Horizontal offset of notes on divisi stave

Hi everyone,

after reading along silently for quite some time now, I finally started working on a bigger project with Dorico (4). While for most of my problems I found the solutions in the manual or this forum, I have some issues now, that I could not resolve. Therefore, I might start a few more threads within the next time ;-). I hope that’s fine.

Regarding my first question: I have a situation with violin divisi/condensing, where Vls are split into three staves (see pictures). I changed the notehead reflecting the length of the open meter ‘bar’. However, obviously the single notes are hard to identify. Therefore I tried to use the Offset-parameter (Versatz in the German version). You can see I entered 10 for the selected note, but nothing happens. Is this expected behaviour? And if yes - why is the feature available if it does nothing in this situation?

image

image

Thanks
Daniel

Indeed the Offset does nothing for notes, why it’s still accessible I’m not sure. You could experiment, however, with the Voice column index (DE: Stimmspaltenindex) property, which only shows up in Engrave mode.

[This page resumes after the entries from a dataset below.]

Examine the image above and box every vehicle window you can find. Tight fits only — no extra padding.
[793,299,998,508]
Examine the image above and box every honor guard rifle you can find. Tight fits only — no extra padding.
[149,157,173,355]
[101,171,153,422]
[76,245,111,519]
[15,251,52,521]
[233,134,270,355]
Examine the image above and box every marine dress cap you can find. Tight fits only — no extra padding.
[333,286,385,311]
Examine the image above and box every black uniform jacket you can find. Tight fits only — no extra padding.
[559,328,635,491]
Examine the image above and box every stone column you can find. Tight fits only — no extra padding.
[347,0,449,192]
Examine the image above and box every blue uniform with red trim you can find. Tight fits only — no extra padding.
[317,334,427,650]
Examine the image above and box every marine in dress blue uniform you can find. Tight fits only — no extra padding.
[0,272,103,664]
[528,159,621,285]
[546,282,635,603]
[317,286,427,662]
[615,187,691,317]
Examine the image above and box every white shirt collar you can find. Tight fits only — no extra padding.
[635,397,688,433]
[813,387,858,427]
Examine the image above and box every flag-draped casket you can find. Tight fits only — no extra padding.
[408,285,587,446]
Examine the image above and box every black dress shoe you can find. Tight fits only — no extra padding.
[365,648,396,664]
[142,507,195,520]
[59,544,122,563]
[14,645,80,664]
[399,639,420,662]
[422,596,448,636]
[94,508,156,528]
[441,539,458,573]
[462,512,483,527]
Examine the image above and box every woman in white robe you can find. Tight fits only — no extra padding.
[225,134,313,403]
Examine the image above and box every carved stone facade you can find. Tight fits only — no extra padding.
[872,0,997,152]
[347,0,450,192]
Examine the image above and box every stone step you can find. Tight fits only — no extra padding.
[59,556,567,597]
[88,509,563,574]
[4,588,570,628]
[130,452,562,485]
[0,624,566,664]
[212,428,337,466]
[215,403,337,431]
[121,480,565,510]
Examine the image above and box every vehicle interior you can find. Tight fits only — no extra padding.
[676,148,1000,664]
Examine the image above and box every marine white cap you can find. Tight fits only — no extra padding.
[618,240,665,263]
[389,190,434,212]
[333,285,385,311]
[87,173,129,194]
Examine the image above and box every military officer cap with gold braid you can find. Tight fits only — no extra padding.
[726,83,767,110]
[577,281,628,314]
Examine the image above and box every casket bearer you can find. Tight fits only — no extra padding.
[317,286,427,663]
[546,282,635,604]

Also, you may have already noticed that Condensing doesn’t always play nice with graphic items like the extender lines in this screenshot. I don’t know the rest of the context of course but maybe you should ignore the divisi/condensing functionality for this section and just input three notes (with extenders) in one staff.

Hmm, too bad, but I guess not using the divisi feature here might be a feasible solution (also, as you have noticed, then I can get the lines to show up).

I tried the voice column index option, with strange results: I can activate the toggle switch for all three notes, but as soon as I change the 0 to a different number for one of the notes, the toggle gets switched off for the other ones…

What I do in this situation (for organ music) is to change the middle note to a different voice.

Screenshot

Once you’ve done that, you can use Note Spacing in Engrave mode to adjust the position.

Screenshot

… giving you a result similar to how breves would be offset in 16th/17th century:

Screenshot

Whether this would work for divisi/condensing, I don’t know. But can I clarify? You’re creating Divisi to get 3 separate staves in the parts, but Condensing them to get one staff in the score?

Probably it only works when the condensing decides it needs a second voice, which not the case here with the rhythmic unison.

Using a different voice sounds like a good idea, I will try it. Meanwhile, entering the notes as a chord in a non-divisi stave did not help, because I still did not find a way to shift one of them.

Yes, I want them separated in the part - there are situations in this piece where the voices are actually moving rather than just holding a chord ;-). I think splitting them makes the reading easier for the players and so it would be more consistent to always split them.

Using one stave and a second voice did the trick. Thanks!